Muriel shook herself. “I’m not going,” she said, in a stage whisper. “I don’t like her. I don’t like people who wear spectacles.”
“But, Muriel,” pleaded Lucy, in a low tone, “you ought not to make personal remarks of that sort! And your mamma herself will have to wear spectacles if she lives long enough.”
“Then I hope she won’t,” said Muriel. She was going to say something else, but interrupted herself to put out her tongue at Sybil at the other side of the table. Possibly Mrs. Brand herself noticed this performance, and as rebuke to such children at such a moment would have probably had still more compromising results, all she could do was to make the signal for the ladies’ retreat into the drawing-room.
Mrs. Jinxson evidently held the position of intimate in the Brand mansion. She and Florence promptly began to exchange confidences, while Lucy took up her rôle of the hostess’s sister by trying to interest the spectacled dame. That lady, however, preferred to strike into the other conversation.
“Do I hear you say you are changing your footman, Mrs. Jinxson?” she said.
“Yes,” said that lady, turning to her with animation. “I was just congratulating dear Mrs. Brand on only keeping a page. It is far better to secure, for occasions, such perfect attendance as we have had to-night than to have to endure one’s own man-servant, who is always either a clumsy raw hand or a finished villain—either quarrelling with one’s maids or making love to them. But Mr. Jinxson will have his own way; he has always been used to men-servants, and he will not hear reason.”
Mr. Jinxson’s father, a very respectable man, had kept a pleasant little hotel in a provincial town.

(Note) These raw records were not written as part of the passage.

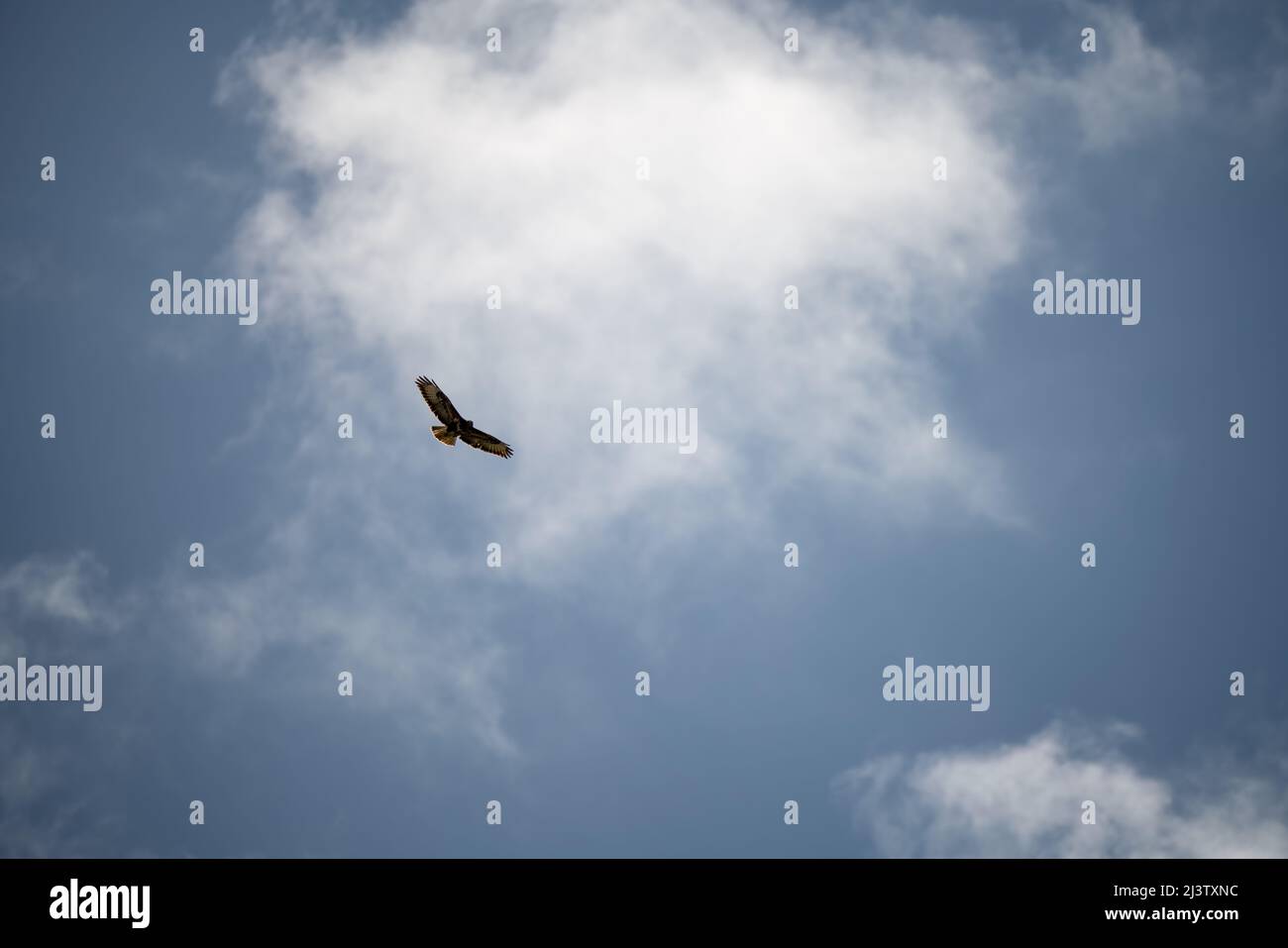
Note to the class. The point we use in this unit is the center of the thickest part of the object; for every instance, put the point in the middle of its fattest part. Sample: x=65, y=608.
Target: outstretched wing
x=485, y=442
x=437, y=401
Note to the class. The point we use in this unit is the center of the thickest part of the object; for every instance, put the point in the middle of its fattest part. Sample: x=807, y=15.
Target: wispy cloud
x=1025, y=800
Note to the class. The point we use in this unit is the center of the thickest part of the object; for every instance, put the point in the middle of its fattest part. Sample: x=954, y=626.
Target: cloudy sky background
x=812, y=427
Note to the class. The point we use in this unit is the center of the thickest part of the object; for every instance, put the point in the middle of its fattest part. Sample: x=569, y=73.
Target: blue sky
x=519, y=168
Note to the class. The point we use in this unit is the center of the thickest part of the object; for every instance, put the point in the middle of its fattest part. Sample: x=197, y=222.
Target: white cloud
x=1128, y=85
x=768, y=168
x=1025, y=800
x=65, y=588
x=519, y=168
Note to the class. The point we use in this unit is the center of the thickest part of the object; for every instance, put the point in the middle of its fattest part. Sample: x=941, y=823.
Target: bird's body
x=455, y=425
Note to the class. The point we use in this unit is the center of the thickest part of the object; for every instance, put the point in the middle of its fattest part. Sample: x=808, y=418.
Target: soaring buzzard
x=454, y=425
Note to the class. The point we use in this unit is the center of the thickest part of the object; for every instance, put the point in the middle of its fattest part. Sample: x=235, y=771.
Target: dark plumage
x=454, y=425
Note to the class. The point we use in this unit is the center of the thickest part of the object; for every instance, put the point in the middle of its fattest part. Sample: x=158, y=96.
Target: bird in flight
x=454, y=425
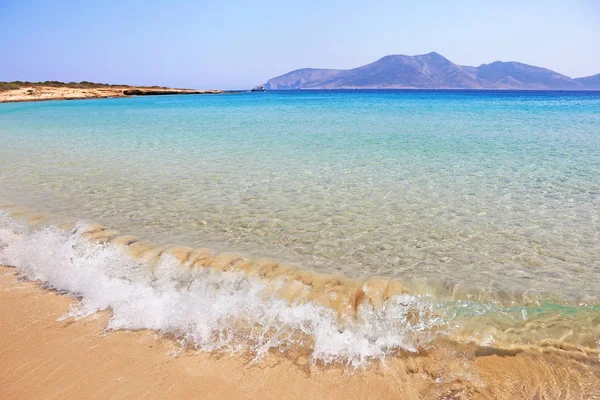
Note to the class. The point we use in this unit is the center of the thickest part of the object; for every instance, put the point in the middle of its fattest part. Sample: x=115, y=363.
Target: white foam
x=208, y=309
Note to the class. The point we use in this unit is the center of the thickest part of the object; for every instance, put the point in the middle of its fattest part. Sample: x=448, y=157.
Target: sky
x=240, y=44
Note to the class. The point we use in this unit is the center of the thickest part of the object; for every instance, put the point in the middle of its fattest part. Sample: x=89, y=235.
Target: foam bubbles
x=209, y=309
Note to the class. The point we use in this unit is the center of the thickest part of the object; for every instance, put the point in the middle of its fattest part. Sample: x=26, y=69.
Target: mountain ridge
x=431, y=71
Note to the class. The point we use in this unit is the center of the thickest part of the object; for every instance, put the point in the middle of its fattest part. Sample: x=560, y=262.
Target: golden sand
x=41, y=357
x=38, y=93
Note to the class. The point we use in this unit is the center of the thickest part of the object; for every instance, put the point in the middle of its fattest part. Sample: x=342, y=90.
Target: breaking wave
x=210, y=308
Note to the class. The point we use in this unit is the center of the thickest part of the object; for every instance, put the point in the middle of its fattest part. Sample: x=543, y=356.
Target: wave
x=208, y=308
x=235, y=304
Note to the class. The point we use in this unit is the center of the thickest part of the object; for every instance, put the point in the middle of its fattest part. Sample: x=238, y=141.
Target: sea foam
x=209, y=309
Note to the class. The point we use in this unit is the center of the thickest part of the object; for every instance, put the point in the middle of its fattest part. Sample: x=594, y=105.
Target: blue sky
x=239, y=44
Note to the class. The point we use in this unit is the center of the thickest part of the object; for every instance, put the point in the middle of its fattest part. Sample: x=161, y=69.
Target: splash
x=209, y=308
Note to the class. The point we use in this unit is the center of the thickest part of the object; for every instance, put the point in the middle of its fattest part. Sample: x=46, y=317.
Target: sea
x=356, y=223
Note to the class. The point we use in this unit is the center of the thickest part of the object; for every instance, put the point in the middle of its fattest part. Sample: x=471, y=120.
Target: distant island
x=431, y=71
x=18, y=91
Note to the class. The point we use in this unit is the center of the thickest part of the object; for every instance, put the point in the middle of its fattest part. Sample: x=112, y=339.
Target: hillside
x=430, y=71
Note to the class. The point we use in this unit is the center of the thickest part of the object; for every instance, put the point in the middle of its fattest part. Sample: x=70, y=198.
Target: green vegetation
x=4, y=86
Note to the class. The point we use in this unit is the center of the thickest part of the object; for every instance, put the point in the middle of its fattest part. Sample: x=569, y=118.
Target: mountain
x=430, y=71
x=590, y=82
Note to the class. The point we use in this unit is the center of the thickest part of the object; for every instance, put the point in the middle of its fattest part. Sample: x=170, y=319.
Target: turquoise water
x=458, y=194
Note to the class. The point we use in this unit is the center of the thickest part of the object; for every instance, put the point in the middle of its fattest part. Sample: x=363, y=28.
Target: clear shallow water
x=490, y=194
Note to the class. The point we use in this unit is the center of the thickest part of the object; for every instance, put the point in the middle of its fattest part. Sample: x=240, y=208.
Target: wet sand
x=41, y=357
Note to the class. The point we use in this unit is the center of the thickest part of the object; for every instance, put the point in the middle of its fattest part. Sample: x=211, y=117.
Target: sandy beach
x=45, y=357
x=40, y=93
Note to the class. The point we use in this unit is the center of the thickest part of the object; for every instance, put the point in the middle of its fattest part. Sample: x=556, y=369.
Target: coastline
x=43, y=357
x=47, y=93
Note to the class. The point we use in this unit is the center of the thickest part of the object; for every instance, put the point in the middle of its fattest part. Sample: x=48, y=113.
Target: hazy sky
x=240, y=44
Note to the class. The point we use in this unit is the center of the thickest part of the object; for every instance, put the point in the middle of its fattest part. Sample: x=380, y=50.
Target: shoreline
x=80, y=358
x=49, y=93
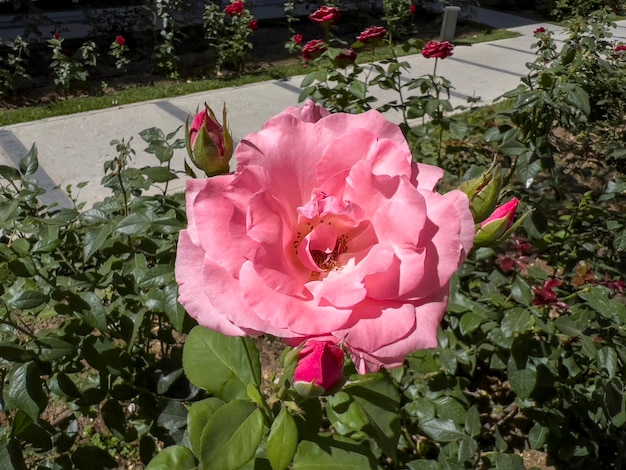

“We are parting with our present footman,” Mrs. Jinxson proceeded, “because he is so crude. Nothing will mellow him. When we have gentlemen’s dinner parties—as we so often do—and story-telling and jokes are going, his face is covered with a broad grin. Once I actually heard him giggle.” She turned to Lucy. “Such a thing is unendurable, is it not? It is the A B C of a servant’s training, man or woman, that not a muscle shall move whatever is said or done. What right have they to take an interest in anything but their work?”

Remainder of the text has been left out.